Lucius Bushnaq Sep 18, 2024, 10:27 AM
8 points
0
The idea would be that an informal definition of a concept conditioned on that informal definition being a pointer to a natural concept, is $\approx$ a formal specification of that concept. Where the $\approx$ is close enough to a $=$ that it’d hold up to basically arbitrary optimization power.
- Tamsin Leake Sep 18, 2024, 3:25 PM
  4 points
  0
  Parent
  So the formalized concept is Get_Simplest_Concept_Which_Can_Be_Informally_Described_As("QACI is an outer alignment scheme consisting of…") ? Is an informal definition written in english?
  
  It seems like “natural latent” here just means “simple (in some simplicity prior)”. If I read the first line of your post as:
  
  Has anyone thought about QACI could be located in some simplicity prior, by searching the prior for concepts matching(??in some way??) some informal description in english?
  
  It sure sounds like I should read the two posts you linked (perhaps especially this one), despite how hard I keep bouncing off of the natural latents idea. I’ll give that a try.
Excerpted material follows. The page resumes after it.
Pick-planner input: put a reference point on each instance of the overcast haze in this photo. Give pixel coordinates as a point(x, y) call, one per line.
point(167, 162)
  - Lucius Bushnaq Sep 18, 2024, 6:30 PM
    6 points
    0
    Parent
    More like the formalised concept is the thing you get if you poke through the AGI’s internals searching for its representation of the concept combination pointed to by an english sentence plus simulation code, and then point its values at that concept combination.
    - Tamsin Leake Sep 18, 2024, 8:20 PM
      4 points
      0
      Parent
      Seems really wonky and like there could be a lot of things that could go wrong in hard-to-predict ways, but I guess I sorta get the idea.
      
      I guess one of the main things I’m worried about is that it seems to require that we either:
      
      Be really good at timing when we pause it to look at its internals, such that we look at the internals after it’s had long enough to think about things that there are indeed such representations, but not long enough that it started optimizing really hard such that we either {die before we get to look at the internals} or {the internals are deceptively engineered to brainhack whoever would look at them}. If such a time interval even occurs for any amount of time at all.
      Have an AI that is powerful enough to have powerful internals-about-QACI to look at, but corrigible enough that this power is not being used to do instrumentally convergent stuff like eat the world in order to have more resources with which to reason.
      
      Current AIs are not representative of what dealing with powerful optimizers is like; when we’ll start getting powerful optimizers, they won’t sit around long enough for us to look at them and ponder, they’ll just quickly eat us.